← January 30, 2027 edition

moda

The reliability and monitoring layer your AI agents need

Moda Catches the Silent Failures Your AI Agents Are Hiding From You

The Macro: Your Agents Are Failing and You Cannot See It

There is a problem forming in the AI industry that nobody talks about enough. Companies are shipping AI agents into production. Those agents are failing. And nobody knows because the failures do not look like traditional software errors.

When a web server crashes, you get a 500 error. When a database query times out, you get a log entry. When an API call fails, you get a stack trace. The monitoring and alerting infrastructure for traditional software is mature, well-understood, and mostly solved. Datadog, New Relic, PagerDuty, and a dozen other tools exist because the industry figured out decades ago that you cannot run production systems without observability.

AI agents break differently. They do not crash. They hallucinate. They do not throw errors. They give confidently wrong answers. They do not time out. They loop endlessly, burning tokens and delivering nothing. They drop context mid-conversation and the user gets a response that addresses a question they never asked. None of this generates an error log. None of it triggers an alert in your existing monitoring stack. The agent looks healthy from every traditional metric while delivering garbage to your users.

This is the problem Moda is solving. They are building the monitoring and reliability layer specifically designed for AI agents in production. Not another LLM observability dashboard that shows you token counts and latency. A system that detects behavioral failures: hallucinations, laziness, forgetfulness, tool call misuse, and user frustration.

The Y Combinator-backed startup (W25) is entering a space that is getting crowded fast. Langfuse, Helicone, and Braintrust offer LLM observability. Arize AI focuses on model monitoring. But most of these tools are still oriented around traditional ML metrics and logging, not the behavioral patterns that make agents fail in production.

The Micro: Seeing What Logs Miss

Mohammed Al-Rasheed and Pranav Bedi founded Moda with a specific thesis: the failures that matter in AI agents are behavioral, not technical. Their product detects patterns that traditional logging cannot see.

The core tagline on the site is “Catch agent forgetfulness before your users do,” and the feature set maps to that promise. Automatic detection of behavioral failures without configuration. Custom signal creation using plain language. Real-time alerting via Slack, email, or webhooks. Conversation replay for testing fixes before deploying to production. And security monitoring for prompt injection, jailbreaks, and RAG poisoning.

The “no configuration” claim is interesting. Most monitoring tools require you to define what you are looking for. Set up alerts for response time above X. Create rules for error rates above Y. Moda appears to use AI to automatically identify patterns that indicate something is wrong, without the user having to specify what “wrong” looks like in advance. If that works reliably, it is a meaningful differentiator. If it generates a lot of false positives, it becomes noise.

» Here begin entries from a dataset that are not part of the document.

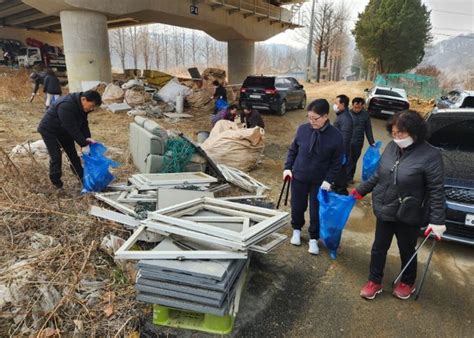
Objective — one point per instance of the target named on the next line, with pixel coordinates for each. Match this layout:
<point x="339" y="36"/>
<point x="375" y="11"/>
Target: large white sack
<point x="169" y="92"/>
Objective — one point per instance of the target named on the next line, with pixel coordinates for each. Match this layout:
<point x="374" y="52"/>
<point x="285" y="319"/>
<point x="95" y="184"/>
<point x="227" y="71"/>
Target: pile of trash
<point x="192" y="248"/>
<point x="55" y="277"/>
<point x="154" y="94"/>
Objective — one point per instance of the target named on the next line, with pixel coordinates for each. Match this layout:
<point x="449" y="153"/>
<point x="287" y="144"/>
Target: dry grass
<point x="52" y="234"/>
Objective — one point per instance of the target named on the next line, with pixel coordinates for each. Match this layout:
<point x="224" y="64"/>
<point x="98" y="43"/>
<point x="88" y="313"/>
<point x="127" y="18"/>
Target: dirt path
<point x="289" y="292"/>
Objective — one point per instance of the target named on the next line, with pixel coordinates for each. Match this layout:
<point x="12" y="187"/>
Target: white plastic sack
<point x="132" y="83"/>
<point x="113" y="94"/>
<point x="169" y="92"/>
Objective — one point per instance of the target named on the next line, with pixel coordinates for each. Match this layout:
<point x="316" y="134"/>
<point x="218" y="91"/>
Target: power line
<point x="450" y="12"/>
<point x="456" y="36"/>
<point x="453" y="29"/>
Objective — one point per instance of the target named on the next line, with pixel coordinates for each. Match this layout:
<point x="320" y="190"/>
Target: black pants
<point x="300" y="192"/>
<point x="54" y="143"/>
<point x="407" y="236"/>
<point x="340" y="182"/>
<point x="356" y="150"/>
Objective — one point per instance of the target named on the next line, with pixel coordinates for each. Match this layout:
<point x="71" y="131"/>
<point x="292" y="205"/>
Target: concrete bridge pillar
<point x="240" y="60"/>
<point x="86" y="47"/>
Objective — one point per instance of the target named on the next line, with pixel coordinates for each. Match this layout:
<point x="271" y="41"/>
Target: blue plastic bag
<point x="221" y="104"/>
<point x="96" y="169"/>
<point x="334" y="210"/>
<point x="371" y="161"/>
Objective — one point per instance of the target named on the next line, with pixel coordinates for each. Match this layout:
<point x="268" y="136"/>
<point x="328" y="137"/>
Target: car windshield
<point x="456" y="142"/>
<point x="259" y="81"/>
<point x="387" y="92"/>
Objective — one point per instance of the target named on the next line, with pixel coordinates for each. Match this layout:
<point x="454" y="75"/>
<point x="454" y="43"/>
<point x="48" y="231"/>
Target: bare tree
<point x="119" y="44"/>
<point x="134" y="43"/>
<point x="145" y="45"/>
<point x="156" y="47"/>
<point x="329" y="22"/>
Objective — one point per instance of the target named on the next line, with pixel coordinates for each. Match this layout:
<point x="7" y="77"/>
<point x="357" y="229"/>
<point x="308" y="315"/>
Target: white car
<point x="456" y="99"/>
<point x="386" y="101"/>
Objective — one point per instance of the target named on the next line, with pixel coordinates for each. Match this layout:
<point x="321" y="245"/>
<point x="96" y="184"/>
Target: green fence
<point x="422" y="86"/>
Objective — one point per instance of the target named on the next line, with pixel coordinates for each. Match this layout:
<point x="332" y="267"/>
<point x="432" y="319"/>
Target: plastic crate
<point x="171" y="317"/>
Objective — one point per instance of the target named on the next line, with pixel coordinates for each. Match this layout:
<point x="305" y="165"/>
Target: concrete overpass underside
<point x="84" y="23"/>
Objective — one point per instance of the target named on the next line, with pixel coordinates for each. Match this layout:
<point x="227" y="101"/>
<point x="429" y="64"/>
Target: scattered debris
<point x="118" y="107"/>
<point x="34" y="148"/>
<point x="177" y="115"/>
<point x="242" y="180"/>
<point x="113" y="94"/>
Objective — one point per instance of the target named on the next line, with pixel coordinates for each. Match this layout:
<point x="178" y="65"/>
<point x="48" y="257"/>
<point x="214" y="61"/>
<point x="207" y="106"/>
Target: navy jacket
<point x="362" y="125"/>
<point x="254" y="119"/>
<point x="67" y="118"/>
<point x="345" y="125"/>
<point x="315" y="155"/>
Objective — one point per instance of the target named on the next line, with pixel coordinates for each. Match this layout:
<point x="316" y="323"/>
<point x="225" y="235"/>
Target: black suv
<point x="273" y="93"/>
<point x="452" y="130"/>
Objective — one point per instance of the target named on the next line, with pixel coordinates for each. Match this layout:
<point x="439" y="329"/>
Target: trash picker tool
<point x="412" y="257"/>
<point x="286" y="183"/>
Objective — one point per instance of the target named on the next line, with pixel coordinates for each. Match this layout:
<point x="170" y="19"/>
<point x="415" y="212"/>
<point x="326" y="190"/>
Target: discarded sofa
<point x="147" y="144"/>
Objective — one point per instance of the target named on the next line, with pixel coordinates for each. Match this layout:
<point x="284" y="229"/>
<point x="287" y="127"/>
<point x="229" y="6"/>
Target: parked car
<point x="452" y="130"/>
<point x="456" y="99"/>
<point x="386" y="101"/>
<point x="272" y="93"/>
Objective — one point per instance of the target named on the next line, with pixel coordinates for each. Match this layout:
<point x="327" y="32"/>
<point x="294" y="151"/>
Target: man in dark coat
<point x="345" y="125"/>
<point x="220" y="95"/>
<point x="50" y="83"/>
<point x="251" y="117"/>
<point x="314" y="159"/>
<point x="362" y="127"/>
<point x="64" y="123"/>
<point x="229" y="113"/>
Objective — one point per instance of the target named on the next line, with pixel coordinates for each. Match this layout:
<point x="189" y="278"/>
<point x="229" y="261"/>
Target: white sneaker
<point x="313" y="247"/>
<point x="296" y="238"/>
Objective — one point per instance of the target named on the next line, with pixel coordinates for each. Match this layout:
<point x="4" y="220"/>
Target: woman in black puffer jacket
<point x="409" y="168"/>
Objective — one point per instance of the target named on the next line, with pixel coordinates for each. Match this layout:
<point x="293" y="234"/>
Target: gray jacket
<point x="420" y="174"/>
<point x="362" y="125"/>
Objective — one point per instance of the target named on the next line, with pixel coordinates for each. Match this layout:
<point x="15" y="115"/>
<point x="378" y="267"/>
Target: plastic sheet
<point x="334" y="211"/>
<point x="96" y="169"/>
<point x="371" y="161"/>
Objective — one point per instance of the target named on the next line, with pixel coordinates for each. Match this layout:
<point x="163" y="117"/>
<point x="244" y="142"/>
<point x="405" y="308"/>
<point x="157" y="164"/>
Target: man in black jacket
<point x="62" y="124"/>
<point x="345" y="125"/>
<point x="51" y="86"/>
<point x="362" y="127"/>
<point x="251" y="117"/>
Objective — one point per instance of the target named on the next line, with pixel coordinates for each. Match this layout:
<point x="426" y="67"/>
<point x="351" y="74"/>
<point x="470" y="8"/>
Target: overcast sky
<point x="448" y="18"/>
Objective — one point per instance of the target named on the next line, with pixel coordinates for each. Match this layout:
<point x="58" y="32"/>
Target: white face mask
<point x="404" y="142"/>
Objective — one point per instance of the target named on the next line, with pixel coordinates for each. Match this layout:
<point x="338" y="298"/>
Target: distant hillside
<point x="454" y="57"/>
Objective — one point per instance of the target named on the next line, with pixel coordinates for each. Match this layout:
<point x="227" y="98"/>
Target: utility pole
<point x="309" y="49"/>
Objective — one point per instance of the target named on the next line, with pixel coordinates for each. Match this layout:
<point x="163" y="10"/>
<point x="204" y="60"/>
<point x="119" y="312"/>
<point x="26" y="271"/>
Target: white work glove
<point x="326" y="186"/>
<point x="86" y="150"/>
<point x="437" y="230"/>
<point x="287" y="173"/>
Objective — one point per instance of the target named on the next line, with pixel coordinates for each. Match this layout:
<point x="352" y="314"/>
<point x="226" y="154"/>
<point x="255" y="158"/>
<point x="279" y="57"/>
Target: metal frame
<point x="104" y="197"/>
<point x="114" y="216"/>
<point x="166" y="221"/>
<point x="124" y="251"/>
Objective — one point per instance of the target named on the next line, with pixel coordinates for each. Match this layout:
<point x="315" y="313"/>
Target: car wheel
<point x="303" y="102"/>
<point x="283" y="108"/>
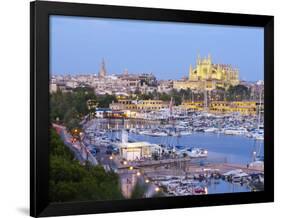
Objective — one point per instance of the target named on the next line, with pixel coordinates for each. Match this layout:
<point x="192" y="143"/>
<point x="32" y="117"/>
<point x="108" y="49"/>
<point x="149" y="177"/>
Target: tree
<point x="70" y="181"/>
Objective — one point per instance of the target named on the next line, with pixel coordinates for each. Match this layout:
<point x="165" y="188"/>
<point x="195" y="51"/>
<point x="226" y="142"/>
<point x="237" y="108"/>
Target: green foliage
<point x="70" y="181"/>
<point x="71" y="107"/>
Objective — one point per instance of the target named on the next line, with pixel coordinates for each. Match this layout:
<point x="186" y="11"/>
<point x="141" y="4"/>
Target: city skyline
<point x="78" y="46"/>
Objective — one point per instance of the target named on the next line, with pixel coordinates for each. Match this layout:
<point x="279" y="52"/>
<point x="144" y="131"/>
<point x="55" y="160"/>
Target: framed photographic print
<point x="141" y="109"/>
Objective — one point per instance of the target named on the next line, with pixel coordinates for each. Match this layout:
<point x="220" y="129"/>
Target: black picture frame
<point x="39" y="107"/>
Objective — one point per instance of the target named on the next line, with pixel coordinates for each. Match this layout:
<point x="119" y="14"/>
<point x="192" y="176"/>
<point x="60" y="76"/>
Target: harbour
<point x="233" y="162"/>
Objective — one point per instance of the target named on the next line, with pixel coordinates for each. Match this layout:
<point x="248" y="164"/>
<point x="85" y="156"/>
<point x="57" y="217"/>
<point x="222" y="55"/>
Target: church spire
<point x="102" y="72"/>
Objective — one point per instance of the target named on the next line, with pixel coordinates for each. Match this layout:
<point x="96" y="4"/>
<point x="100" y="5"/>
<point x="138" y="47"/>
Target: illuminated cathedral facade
<point x="208" y="76"/>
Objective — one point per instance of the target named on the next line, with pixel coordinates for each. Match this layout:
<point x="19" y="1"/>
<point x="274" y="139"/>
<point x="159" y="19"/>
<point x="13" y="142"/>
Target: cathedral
<point x="102" y="72"/>
<point x="208" y="76"/>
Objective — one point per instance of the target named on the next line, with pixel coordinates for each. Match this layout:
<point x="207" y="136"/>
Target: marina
<point x="182" y="157"/>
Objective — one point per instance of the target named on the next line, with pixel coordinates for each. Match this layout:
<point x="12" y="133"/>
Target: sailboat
<point x="259" y="135"/>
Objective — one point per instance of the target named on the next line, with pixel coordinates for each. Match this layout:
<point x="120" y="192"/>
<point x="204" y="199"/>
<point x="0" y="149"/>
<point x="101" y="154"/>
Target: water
<point x="230" y="148"/>
<point x="221" y="186"/>
<point x="233" y="149"/>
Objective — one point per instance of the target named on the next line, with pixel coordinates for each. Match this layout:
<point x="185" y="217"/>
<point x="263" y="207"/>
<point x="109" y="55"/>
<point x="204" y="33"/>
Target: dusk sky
<point x="78" y="45"/>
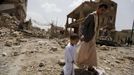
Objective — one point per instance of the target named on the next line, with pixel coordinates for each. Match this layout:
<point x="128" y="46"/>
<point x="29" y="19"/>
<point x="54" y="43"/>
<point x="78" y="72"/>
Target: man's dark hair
<point x="103" y="6"/>
<point x="74" y="36"/>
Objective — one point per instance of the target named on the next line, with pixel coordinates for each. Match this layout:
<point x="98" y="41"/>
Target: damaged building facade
<point x="15" y="8"/>
<point x="77" y="16"/>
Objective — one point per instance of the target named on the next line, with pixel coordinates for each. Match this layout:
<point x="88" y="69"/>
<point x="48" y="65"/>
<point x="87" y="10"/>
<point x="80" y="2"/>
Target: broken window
<point x="1" y="1"/>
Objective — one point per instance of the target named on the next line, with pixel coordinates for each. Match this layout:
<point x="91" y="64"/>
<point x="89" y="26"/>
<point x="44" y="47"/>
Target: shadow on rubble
<point x="83" y="72"/>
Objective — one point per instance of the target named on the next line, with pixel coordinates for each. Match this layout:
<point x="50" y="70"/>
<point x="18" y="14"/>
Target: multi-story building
<point x="77" y="16"/>
<point x="14" y="8"/>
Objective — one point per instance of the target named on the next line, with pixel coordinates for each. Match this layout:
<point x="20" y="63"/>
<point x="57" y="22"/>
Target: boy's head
<point x="74" y="38"/>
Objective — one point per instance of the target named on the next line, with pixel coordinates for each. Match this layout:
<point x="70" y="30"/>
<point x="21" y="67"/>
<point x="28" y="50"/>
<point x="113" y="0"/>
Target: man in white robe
<point x="70" y="54"/>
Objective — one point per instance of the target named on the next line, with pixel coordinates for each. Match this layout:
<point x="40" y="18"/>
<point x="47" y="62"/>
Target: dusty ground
<point x="34" y="56"/>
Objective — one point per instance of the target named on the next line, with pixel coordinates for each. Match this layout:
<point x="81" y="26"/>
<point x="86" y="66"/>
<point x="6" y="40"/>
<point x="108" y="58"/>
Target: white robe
<point x="69" y="58"/>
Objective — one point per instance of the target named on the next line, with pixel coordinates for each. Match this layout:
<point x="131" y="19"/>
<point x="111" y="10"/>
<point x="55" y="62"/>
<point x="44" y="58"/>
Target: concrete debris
<point x="61" y="62"/>
<point x="41" y="65"/>
<point x="9" y="43"/>
<point x="104" y="47"/>
<point x="4" y="54"/>
<point x="9" y="21"/>
<point x="53" y="49"/>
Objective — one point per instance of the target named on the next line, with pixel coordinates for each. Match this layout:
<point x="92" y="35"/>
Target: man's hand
<point x="82" y="38"/>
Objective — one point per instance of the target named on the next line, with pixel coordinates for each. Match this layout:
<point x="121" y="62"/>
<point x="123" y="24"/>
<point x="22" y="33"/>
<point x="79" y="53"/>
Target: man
<point x="69" y="55"/>
<point x="86" y="55"/>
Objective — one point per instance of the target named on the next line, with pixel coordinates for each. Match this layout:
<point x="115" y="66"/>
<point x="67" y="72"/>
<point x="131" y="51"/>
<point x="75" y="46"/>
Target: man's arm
<point x="87" y="28"/>
<point x="68" y="57"/>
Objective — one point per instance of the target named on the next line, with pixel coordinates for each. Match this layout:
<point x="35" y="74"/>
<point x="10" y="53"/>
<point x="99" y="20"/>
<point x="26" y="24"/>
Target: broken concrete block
<point x="4" y="54"/>
<point x="53" y="49"/>
<point x="41" y="65"/>
<point x="15" y="54"/>
<point x="104" y="47"/>
<point x="61" y="62"/>
<point x="16" y="34"/>
<point x="9" y="43"/>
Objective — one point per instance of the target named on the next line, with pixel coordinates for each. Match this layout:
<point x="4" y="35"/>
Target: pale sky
<point x="46" y="11"/>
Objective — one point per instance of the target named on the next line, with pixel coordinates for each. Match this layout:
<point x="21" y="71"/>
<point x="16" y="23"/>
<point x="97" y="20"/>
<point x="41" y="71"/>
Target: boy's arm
<point x="68" y="57"/>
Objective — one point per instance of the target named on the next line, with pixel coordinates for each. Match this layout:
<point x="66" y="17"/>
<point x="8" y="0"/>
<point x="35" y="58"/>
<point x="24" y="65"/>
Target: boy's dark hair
<point x="74" y="36"/>
<point x="103" y="6"/>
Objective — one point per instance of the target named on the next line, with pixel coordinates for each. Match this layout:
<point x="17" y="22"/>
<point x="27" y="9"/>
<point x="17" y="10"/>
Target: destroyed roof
<point x="87" y="6"/>
<point x="75" y="13"/>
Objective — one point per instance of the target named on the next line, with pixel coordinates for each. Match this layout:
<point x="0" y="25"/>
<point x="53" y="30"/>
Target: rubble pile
<point x="8" y="21"/>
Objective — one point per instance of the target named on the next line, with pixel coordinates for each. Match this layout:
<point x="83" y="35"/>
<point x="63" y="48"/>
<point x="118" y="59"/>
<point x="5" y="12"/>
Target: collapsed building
<point x="106" y="21"/>
<point x="15" y="8"/>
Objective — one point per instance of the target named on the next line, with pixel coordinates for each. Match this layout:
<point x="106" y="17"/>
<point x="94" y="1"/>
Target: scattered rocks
<point x="41" y="65"/>
<point x="4" y="54"/>
<point x="15" y="54"/>
<point x="53" y="49"/>
<point x="23" y="40"/>
<point x="61" y="62"/>
<point x="104" y="47"/>
<point x="9" y="43"/>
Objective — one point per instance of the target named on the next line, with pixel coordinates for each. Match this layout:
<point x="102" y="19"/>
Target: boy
<point x="69" y="55"/>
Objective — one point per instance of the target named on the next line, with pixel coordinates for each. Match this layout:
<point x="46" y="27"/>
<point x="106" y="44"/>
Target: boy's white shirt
<point x="69" y="58"/>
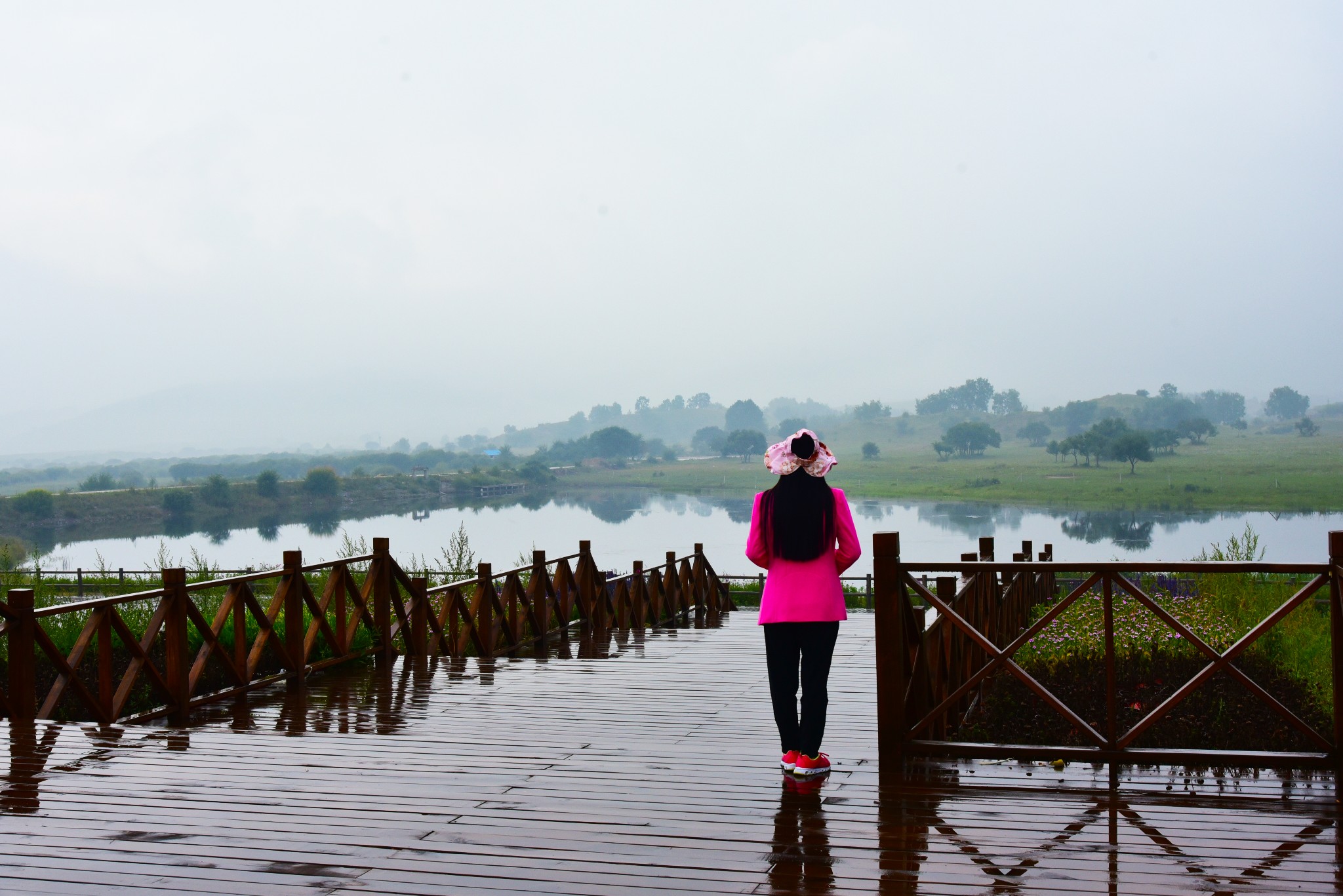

The conversation replay feature is something I have not seen in competing products. The idea is that when you identify a failure, you can replay the entire conversation, change the agent’s behavior, and test whether the fix would have worked, all without pushing to production. That is genuinely useful for debugging agent issues where the failure only manifests in specific conversational contexts.

The security monitoring angle (prompt injection, jailbreaks, RAG poisoning) adds a second value proposition that could drive adoption independently of the behavioral monitoring. As AI agents handle more sensitive workflows, the attack surface grows, and most companies have zero visibility into whether their agents are being exploited.

Documentation lives at docs.modaflows.com, and the presence of proper docs suggests the product is past the “landing page and waitlist” stage. There is a real integration story here.

The Verdict

The timing is right. Companies are deploying agents into production faster than they are building the infrastructure to monitor them. I have seen this movie before with microservices, where observability tooling lagged deployment by about two years and everyone suffered until the monitoring caught up.

At 30 days: what is the false positive rate on automatic failure detection? If Moda alerts you ten times a day and eight of them are nothing, teams will ignore it. The signal-to-noise ratio is everything for monitoring tools.

At 60 days: how does pricing work relative to Datadog and other observability platforms that teams are already paying for? If Moda is an additional $500/month on top of existing monitoring spend, the value needs to be crystal clear. If it replaces something, even better.

At 90 days: has any customer caught a production agent failure using Moda that they would have missed otherwise? That war story is the entire sales pitch. One concrete example of “Moda caught X, and if it hadn’t, Y would have happened” is worth more than any demo.

I think the behavioral monitoring angle is the right framing, and the competitive moat is in the detection quality. Lots of tools show you what happened. Very few tell you what went wrong when nothing technically broke.